The Taliban Spring

The Taliban Spring The Taliban have vowed to reclaim their control of Afghanistan and their aggression is growing. This incisive report investigates what a future with the Taliban will really mean for the Afghans.
"For them it's not a peace process", Amrullah Saleh, former head of Afghan Intelligence tells us. A Taliban prisoner concurs, "if the foreign troops leave, the Taliban will come back to Kabul". Saleh is adamant that the Taliban's "maximalist agenda" will lead to civil war once the West leaves Afghanistan and that the Afghan government participating in empty talks serves no other purpose than political expediency. "Peace talks with the Taliban have always been used to demonstrate to the international community that President Karzai is one step ahead", Fawzia Koofi explains.

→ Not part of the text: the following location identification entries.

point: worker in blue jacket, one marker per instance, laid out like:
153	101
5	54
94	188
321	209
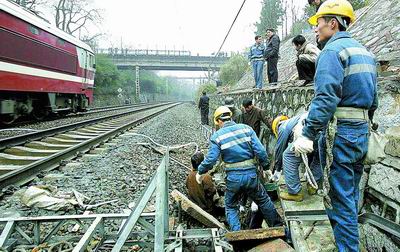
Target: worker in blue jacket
345	99
238	146
286	131
256	59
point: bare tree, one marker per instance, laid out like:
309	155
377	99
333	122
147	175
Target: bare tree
31	5
73	15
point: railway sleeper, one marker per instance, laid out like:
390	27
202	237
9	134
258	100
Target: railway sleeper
26	151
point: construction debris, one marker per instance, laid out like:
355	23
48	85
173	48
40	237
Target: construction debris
255	234
195	211
277	245
47	198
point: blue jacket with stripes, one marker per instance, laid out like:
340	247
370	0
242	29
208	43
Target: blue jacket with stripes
256	51
285	131
345	77
235	143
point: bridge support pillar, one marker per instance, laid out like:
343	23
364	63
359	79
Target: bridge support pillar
137	82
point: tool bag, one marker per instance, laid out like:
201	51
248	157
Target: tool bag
376	147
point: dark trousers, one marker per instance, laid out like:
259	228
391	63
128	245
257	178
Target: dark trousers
204	116
306	69
272	66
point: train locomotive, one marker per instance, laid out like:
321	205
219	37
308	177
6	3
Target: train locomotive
43	70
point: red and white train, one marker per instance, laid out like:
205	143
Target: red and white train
43	70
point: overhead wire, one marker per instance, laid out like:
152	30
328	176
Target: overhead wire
227	34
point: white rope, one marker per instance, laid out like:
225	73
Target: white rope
308	175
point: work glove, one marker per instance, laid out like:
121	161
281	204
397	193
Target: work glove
199	178
276	176
216	197
303	145
297	131
254	207
268	174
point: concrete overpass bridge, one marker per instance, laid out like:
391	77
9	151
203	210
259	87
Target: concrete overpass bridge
170	60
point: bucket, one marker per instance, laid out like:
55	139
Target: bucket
272	190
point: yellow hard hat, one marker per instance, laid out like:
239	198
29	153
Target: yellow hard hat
334	8
276	122
222	112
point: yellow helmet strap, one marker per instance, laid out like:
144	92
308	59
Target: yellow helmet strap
342	21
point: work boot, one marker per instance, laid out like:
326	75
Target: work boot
292	197
311	190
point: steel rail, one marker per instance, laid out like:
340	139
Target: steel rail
21	139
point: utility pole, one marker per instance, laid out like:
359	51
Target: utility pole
166	87
137	84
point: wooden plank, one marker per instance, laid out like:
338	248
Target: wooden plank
255	234
308	235
277	245
84	241
195	211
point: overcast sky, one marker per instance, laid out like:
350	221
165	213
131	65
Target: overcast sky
195	25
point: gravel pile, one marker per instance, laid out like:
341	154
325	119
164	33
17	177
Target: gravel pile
122	170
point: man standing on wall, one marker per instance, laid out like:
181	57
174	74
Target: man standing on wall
257	60
253	116
204	108
345	99
271	55
307	54
317	4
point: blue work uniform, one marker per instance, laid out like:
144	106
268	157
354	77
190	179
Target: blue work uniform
286	158
256	56
238	143
345	77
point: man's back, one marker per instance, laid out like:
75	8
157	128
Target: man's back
272	49
253	119
204	102
202	194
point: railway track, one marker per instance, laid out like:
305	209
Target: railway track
25	156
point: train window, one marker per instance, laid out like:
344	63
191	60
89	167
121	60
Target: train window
34	30
61	41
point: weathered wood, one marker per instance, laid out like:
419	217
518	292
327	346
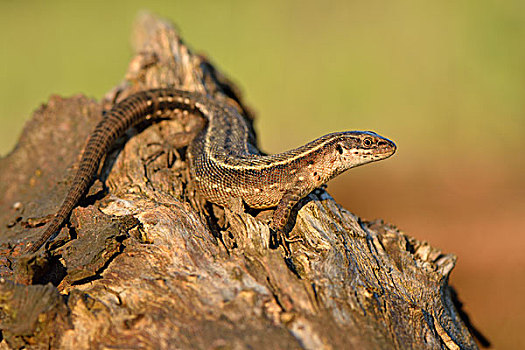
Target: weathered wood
150	266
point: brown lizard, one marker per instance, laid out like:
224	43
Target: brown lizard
224	161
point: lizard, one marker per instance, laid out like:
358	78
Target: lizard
224	162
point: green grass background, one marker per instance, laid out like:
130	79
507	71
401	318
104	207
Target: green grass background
444	79
438	77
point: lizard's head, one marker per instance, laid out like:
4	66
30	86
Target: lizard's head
356	148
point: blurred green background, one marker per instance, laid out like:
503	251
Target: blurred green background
445	80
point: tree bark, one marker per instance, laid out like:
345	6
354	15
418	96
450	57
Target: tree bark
144	263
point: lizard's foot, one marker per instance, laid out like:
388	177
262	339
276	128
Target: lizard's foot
37	222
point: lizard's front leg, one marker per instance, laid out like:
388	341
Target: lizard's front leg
281	215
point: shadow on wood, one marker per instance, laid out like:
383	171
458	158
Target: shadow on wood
149	265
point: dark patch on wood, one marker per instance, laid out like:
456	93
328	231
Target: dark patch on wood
149	264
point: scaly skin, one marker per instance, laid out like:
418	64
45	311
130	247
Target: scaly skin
224	162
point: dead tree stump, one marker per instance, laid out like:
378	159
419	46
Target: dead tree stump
143	263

An MP and single mother, she refuses to be cowed by Taliban aggression, despite facing death threats. A classified Nato report, based on 27,000 interrogations, not only states that the Taliban believe their control of Afghanistan is inevitable, but also highlights the links between the Taliban and Pakistan. For many in Afghanistan there is real anger that after so much bloodshed in the country, Pakistan is left untouched. As the West searches for the ending to its Afghan story, for Afghanis it feels like they are just reaching another beginning.